The passage of AB 32 – California's climate change law – has focused the attention of Left Coast policy wonks like a laser beam on reducing greenhouse gas emissions. And as we have reported over and over again on this website, land use patterns are at the center of this debate. But adapting to a warmer world may actually be a bigger land use policy question.

Indeed, reducing emissions may not be the most important -- or the most urgent -- or even the most solvable land use policy issue associated with global warming. There's also the issue that experts call adaptation – adapting to the consequences of climate change, including sea-level rise, smaller snowpacks in the Sierras, and changing agricultural conditions that might require different cropping patterns.

Experts speaking at two events last week – the Haagen-Smit Symposium sponsored by the California Air Resources Board and a conference in Berkeley sponsored by the California Center for Environmental Law and Policy at Boalt Hall Law School  – raised the adaptation issue as one that is important – and also one that planners and policymakers can actually do something about.

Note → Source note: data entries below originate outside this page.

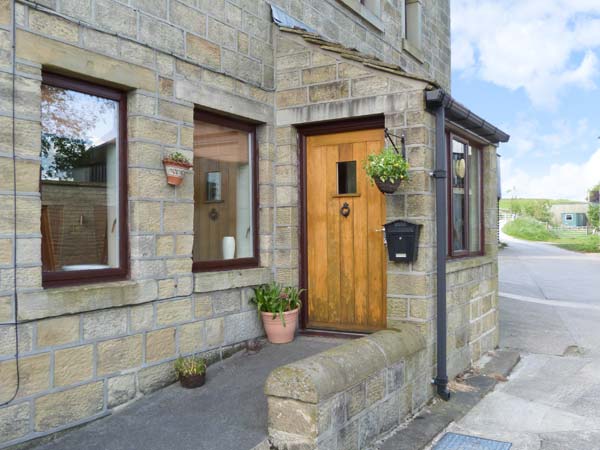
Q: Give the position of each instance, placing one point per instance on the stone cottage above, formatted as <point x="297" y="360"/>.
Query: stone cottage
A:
<point x="108" y="273"/>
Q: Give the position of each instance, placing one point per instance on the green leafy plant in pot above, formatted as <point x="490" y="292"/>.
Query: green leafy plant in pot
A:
<point x="191" y="371"/>
<point x="387" y="169"/>
<point x="278" y="306"/>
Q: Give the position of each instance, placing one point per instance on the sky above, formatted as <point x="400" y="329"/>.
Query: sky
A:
<point x="532" y="68"/>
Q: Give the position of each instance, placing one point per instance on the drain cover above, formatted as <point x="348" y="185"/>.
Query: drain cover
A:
<point x="454" y="441"/>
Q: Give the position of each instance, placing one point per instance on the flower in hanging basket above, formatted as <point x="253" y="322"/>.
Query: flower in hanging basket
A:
<point x="176" y="166"/>
<point x="387" y="169"/>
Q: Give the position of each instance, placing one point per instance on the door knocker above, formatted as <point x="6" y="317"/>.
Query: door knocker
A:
<point x="345" y="210"/>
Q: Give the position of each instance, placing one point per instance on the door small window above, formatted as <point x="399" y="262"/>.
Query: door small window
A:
<point x="82" y="181"/>
<point x="225" y="232"/>
<point x="346" y="177"/>
<point x="465" y="198"/>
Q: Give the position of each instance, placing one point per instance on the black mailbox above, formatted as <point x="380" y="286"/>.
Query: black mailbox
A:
<point x="402" y="240"/>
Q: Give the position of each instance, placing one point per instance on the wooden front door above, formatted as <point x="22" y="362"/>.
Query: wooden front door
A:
<point x="344" y="217"/>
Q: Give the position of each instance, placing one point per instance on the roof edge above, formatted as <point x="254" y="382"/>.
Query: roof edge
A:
<point x="464" y="117"/>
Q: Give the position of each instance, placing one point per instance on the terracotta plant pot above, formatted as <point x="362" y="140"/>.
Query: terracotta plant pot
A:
<point x="387" y="187"/>
<point x="276" y="332"/>
<point x="192" y="381"/>
<point x="175" y="171"/>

 Especially striking were the comments of Deputy Resources Secretary Tony Brunello who showed a schematic at both events depicting the impact of climate change on the Sacramento-San Joaquin Delta. Rising sea levels will bring salt water intrusion from the San Francisco Bay to the west – and rapid snow melts could bring more fresh water in from the Sierra to the east. The Delta is already one of the most contentious environmental issues in California and climate change could only ramp up the contentiousness. (National Public Radio recently ran a story about climate change and the Delta.) Brunello is currently looking to recruit an assistant resources secretary to deal with adaptation.

 There is little question that the adaptation question will soon dominate planning and engineering discussions in beach towns and river towns throughout the state. The threat of rising water levels is probably going to lead to new and very expensive engineering solutions such as levees and sea walls – and, in some cases, calls to move buildings, people, and communities from harm's way.

 Adaptation was readily on display at the Haagen-Smit symposium, an invitation-only event named for the first CARB chair, Dr. A.J. Haagen-Smit, who diagnosed the chemical processes leading to smog. The event was held at the Seascape Resort, located up on the cliffs of Aptos. But down on the beach, it was only a short walk to the Rio del Mar seawall – a massive $5 million structure that protects 20 homes depicted in the Google Earth image accompanying this blog. (You can see photos of the seawall on the website of the engineer who designed it.)

As an elected official in a beach town, I can tell you that adaptation is not really on anybody's radar screen right now. But it will soon be.

"We're not going to be able to save every last square inch," said Michael Hanemann, a professor of agricultural economics at UC Berkeley, during the Boalt Hall event. Adaptation will require both infrastructure and moving people, he said, "and that's going to require consensus." Given the "loosy-goosey structure" of California land use regulation, he predicted, it will not be easy to reach the consensus needed "to literally reshape land use patterns."